The young man gagged into the back of his hand at the memory, and the sergeant spat on the wreckage-strewn floor of the alley.
“Have you told anyone else?” asked the sergeant.
The younger man shook his head, and the sergeant took him by the arm and said, “Come on then, lad. The captain will—”
He stopped because that’s when Marek became visible. The sight of the man in soot-covered robes appearing from the thin air startled both of them. Marek saw a flash of relief cross the face of the younger watchman when he realized it was just a man and not a firedrake.
But then, Marek Rymüt didn’t consider himself “just a man.”
And he hadn’t become visible on purpose. It’s what happens when you cast a spell meant to kill someone.
The fireball engulfed both of the guards in a sphere of blazing yellow-orange. The already burning buildings on either side of them cracked and bent, the few parts of their walls not already scorched danced with livid flames, and smoke ballooned into the sky, rising like the bubble from a breath let loose underwater.
The younger man had the decency to die instantly, but the sergeant stumbled around a bit, his iron helmet melted to his scalp, his clothes and armor burned away to reveal what was left of the skin underneath, just a mass of swelling blisters. He took a few steps, groaned, and fell over dead.
Marek cast another spell to make him invisible again then another to reveal the thoughts of anyone who might be watching.
The neighbors had obviously had the good sense to clear out a long time ago, and Marek started running back in the direction of the worst of the firedrake attacks, confident that no one else alive knew the source of the firedrakes’ escape. Even if a few did, he reasoned, the shaft had been sealed well enough that no one could trace them back to the hatchery.
Marek worked well into the night chasing down the last of the black firedrakes and teleporting them back, dead or alive, to the hatchery. He was a bit disappointed that three of them had been killed by the city watch, though in the wealthy Second Quarter the officers were combat veterans and armed to a man with enchanted weapons and armor. Marek had supplied a good number of them himself.
Still, the black firedrakes, having had the element of surprise, bursting out of the ground in the middle of the fancy shopping district, had done severe damage to the city. Marek promised himself he’d keep a close eye on the toll of death and damage as the ensuing tendays revealed the extent of the devastation.

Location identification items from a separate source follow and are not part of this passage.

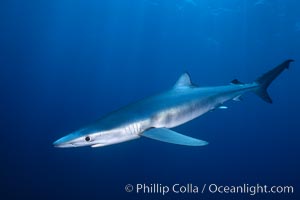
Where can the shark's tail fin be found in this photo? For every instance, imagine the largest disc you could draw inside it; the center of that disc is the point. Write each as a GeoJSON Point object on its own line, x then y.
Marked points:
{"type": "Point", "coordinates": [266, 79]}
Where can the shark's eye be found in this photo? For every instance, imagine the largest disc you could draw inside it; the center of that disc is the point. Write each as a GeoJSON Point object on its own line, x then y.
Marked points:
{"type": "Point", "coordinates": [87, 138]}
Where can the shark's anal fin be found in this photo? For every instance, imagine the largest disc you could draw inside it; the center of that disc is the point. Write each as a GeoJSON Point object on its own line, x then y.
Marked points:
{"type": "Point", "coordinates": [167, 135]}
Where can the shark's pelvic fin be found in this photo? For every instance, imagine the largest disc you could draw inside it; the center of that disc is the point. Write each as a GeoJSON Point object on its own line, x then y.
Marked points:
{"type": "Point", "coordinates": [167, 135]}
{"type": "Point", "coordinates": [184, 81]}
{"type": "Point", "coordinates": [266, 79]}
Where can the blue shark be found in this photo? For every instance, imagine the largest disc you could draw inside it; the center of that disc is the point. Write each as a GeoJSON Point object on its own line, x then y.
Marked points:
{"type": "Point", "coordinates": [154, 116]}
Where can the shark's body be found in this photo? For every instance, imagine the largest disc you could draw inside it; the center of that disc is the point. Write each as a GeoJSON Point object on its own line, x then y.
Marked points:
{"type": "Point", "coordinates": [153, 116]}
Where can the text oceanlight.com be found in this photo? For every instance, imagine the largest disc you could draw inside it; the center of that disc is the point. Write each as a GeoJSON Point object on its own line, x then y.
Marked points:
{"type": "Point", "coordinates": [189, 188]}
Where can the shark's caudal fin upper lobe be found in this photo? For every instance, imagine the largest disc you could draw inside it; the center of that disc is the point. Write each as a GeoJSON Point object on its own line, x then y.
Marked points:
{"type": "Point", "coordinates": [266, 79]}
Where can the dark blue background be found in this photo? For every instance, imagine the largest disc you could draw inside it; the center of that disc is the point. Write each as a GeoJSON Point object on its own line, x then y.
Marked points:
{"type": "Point", "coordinates": [63, 64]}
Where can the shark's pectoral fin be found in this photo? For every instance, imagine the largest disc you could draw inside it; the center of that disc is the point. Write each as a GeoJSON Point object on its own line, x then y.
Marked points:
{"type": "Point", "coordinates": [167, 135]}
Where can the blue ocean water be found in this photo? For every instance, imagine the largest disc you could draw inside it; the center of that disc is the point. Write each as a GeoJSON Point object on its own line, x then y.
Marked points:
{"type": "Point", "coordinates": [63, 64]}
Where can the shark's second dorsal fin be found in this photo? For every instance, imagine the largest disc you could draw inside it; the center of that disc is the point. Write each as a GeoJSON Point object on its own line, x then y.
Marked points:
{"type": "Point", "coordinates": [184, 81]}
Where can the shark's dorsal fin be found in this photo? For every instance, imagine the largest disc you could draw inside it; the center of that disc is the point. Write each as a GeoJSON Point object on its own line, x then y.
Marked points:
{"type": "Point", "coordinates": [184, 81]}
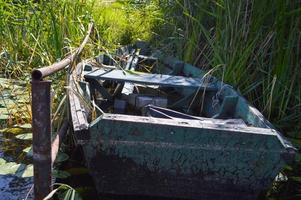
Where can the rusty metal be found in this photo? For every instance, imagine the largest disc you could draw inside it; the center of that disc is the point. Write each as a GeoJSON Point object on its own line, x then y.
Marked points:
{"type": "Point", "coordinates": [41, 144]}
{"type": "Point", "coordinates": [58, 140]}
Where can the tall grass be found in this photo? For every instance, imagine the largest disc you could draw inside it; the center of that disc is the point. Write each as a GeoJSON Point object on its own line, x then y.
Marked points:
{"type": "Point", "coordinates": [257, 43]}
{"type": "Point", "coordinates": [35, 33]}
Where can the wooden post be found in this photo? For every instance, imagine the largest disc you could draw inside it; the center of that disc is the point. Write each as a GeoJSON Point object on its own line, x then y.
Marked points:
{"type": "Point", "coordinates": [41, 126]}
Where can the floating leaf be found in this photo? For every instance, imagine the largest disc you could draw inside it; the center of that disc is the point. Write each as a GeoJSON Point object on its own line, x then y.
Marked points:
{"type": "Point", "coordinates": [60, 174]}
{"type": "Point", "coordinates": [296, 178]}
{"type": "Point", "coordinates": [13, 130]}
{"type": "Point", "coordinates": [4, 117]}
{"type": "Point", "coordinates": [61, 157]}
{"type": "Point", "coordinates": [28, 151]}
{"type": "Point", "coordinates": [25, 126]}
{"type": "Point", "coordinates": [298, 157]}
{"type": "Point", "coordinates": [24, 136]}
{"type": "Point", "coordinates": [78, 170]}
{"type": "Point", "coordinates": [2, 161]}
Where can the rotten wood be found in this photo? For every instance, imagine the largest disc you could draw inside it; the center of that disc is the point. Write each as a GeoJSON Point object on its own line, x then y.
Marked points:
{"type": "Point", "coordinates": [58, 140]}
{"type": "Point", "coordinates": [39, 74]}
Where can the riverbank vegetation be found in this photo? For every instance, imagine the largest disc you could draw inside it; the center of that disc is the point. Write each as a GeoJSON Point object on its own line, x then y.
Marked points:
{"type": "Point", "coordinates": [253, 45]}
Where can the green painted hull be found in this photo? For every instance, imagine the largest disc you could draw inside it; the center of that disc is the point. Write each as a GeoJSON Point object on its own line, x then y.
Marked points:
{"type": "Point", "coordinates": [203, 158]}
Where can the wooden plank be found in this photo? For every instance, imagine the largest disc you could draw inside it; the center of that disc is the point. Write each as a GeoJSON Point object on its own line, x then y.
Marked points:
{"type": "Point", "coordinates": [150, 79]}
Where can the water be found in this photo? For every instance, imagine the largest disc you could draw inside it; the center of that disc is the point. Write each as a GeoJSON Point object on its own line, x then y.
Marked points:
{"type": "Point", "coordinates": [16, 178]}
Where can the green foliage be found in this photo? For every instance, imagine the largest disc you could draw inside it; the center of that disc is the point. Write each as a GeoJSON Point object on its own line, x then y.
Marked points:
{"type": "Point", "coordinates": [16, 169]}
{"type": "Point", "coordinates": [254, 45]}
{"type": "Point", "coordinates": [37, 33]}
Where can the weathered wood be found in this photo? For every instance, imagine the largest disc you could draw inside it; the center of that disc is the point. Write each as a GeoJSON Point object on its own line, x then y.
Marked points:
{"type": "Point", "coordinates": [40, 73]}
{"type": "Point", "coordinates": [173, 154]}
{"type": "Point", "coordinates": [41, 141]}
{"type": "Point", "coordinates": [58, 140]}
{"type": "Point", "coordinates": [181, 158]}
{"type": "Point", "coordinates": [150, 79]}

Though unplanned, and not a little inconvenient, it had been a successful test.
He went to bed that night concerned only with what he was going to tell Insithryllax, and what he was going to have to do to finally give the dragon and his mutant offspring the space they needed to grow in safety and secrecy. As he drifted off to a deep, restful sleep, Marek Rymüt wondered if the city itself could truly hold them.
23
17 Tarsakh, the Year of Maidens (1361 DR)
ALONG THE BANKS OF THE NAGAFLOW
Hrothgar Deepcarver couldn’t help but watch the strange human. The man they called Devorast had hair as red as Hrothgar’s own bushy eyebrows, but his beard was but a brown-red stubble—the sort of beard Hrothgar had sported when barely out of diapers—the same color as the dwarf’s.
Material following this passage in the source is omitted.